Добрались до шалаша-штаба. Сдвинули столы и расселись за ними. Командир отдал приказание солдатам приготовить чай и еще раз полить стенки шалаша водой. Фарук молчал. Когда наконец чай и сладости оказались на столе, генерал попросил командира отправить солдат и начал разговор с информации о текущей ситуации в провинции. Обстановка, по его словам, обострялась, мятежники изгоняли представителей новой власти из мелких административных центров, перекрывали дороги, совершали нападения на отдельные гарнизоны и посты, в том числе уже и в непосредственной близости от Кандагара.
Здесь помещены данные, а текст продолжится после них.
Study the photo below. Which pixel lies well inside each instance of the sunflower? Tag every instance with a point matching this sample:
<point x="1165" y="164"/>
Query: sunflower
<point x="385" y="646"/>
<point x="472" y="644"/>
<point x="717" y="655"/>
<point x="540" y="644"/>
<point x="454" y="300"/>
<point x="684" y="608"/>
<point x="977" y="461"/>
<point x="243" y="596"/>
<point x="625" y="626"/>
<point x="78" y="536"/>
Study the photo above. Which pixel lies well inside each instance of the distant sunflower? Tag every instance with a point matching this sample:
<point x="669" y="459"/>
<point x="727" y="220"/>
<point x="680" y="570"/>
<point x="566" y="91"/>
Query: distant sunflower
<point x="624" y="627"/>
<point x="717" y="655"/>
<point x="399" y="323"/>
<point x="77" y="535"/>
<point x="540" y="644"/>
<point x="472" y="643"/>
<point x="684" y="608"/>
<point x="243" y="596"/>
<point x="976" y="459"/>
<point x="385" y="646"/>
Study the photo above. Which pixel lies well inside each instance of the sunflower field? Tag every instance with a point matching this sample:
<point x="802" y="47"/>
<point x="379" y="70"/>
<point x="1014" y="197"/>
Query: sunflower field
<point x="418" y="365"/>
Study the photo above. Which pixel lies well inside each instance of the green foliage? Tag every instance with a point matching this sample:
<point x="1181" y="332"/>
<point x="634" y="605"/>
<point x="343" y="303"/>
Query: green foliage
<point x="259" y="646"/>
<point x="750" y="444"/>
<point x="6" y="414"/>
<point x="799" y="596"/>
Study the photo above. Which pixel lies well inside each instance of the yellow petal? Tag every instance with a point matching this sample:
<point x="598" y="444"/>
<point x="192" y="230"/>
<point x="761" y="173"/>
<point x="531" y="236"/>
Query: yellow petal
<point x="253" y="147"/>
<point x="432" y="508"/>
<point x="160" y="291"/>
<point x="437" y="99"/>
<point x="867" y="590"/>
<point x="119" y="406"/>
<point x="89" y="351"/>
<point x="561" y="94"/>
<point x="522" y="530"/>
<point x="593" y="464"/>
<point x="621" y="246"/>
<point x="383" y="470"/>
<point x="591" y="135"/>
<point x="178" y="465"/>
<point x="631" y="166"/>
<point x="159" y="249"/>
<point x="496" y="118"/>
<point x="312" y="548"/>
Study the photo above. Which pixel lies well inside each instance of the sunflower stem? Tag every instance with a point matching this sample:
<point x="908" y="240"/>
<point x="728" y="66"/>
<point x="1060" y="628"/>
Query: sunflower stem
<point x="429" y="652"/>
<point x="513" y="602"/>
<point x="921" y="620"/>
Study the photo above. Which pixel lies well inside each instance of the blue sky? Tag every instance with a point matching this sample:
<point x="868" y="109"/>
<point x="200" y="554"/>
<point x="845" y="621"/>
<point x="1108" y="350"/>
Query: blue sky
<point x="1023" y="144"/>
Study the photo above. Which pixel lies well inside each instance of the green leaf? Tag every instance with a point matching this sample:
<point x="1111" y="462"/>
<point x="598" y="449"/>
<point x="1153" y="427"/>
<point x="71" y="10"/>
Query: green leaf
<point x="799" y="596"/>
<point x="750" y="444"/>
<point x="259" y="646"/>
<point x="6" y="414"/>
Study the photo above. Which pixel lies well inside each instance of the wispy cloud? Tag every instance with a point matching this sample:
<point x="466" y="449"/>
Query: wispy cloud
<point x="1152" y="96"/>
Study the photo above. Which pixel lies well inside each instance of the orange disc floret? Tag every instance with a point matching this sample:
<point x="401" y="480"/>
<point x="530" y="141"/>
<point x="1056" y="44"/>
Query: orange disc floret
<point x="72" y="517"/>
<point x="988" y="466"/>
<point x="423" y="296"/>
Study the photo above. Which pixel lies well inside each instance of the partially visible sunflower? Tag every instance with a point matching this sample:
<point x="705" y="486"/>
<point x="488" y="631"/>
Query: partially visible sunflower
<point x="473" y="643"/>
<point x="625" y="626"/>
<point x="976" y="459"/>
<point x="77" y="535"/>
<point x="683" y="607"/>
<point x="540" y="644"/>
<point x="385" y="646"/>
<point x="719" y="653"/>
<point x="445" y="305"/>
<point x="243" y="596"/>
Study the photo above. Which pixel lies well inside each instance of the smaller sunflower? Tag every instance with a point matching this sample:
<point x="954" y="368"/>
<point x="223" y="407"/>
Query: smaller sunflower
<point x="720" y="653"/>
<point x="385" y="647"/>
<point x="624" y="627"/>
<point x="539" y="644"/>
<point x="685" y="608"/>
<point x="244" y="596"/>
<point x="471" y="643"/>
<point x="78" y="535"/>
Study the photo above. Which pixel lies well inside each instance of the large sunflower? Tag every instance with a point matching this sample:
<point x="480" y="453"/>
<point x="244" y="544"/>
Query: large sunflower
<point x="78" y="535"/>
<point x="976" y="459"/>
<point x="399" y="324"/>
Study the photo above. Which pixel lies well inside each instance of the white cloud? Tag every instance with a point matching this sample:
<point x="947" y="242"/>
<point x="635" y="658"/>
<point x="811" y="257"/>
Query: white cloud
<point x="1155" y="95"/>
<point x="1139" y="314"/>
— Ваш полк, — заключил Фарук, — дислоцируется за городской чертой и может стать одной из первых целей мятежников, если они соберут достаточные силы и подойдут к городу. Вам необходимо: первое — организовать охрану и оборону самого полка, и второе — в целом Кандагара с восточного направления. По второму пункту предложения доложите письменно. На исполнение двое суток.

Генерал говорил на дари, обращаясь к командиру полка, которому, собственно, он и ставил задачу. Дмитрий синхронно переводил сказанное советникам. Перевод давался очень тяжело. Мало того, что нужно было тщательно избегать не только ошибок, но и малейших неточностей — Фарук слишком хорошо знал русский язык, — откуда-то навалилась непонятная усталость. Не помогал даже крепкий чай, который Дмитрий пил, нарушая одну из главных заповедей переводчика — не отвлекаться за работой на еду и питье.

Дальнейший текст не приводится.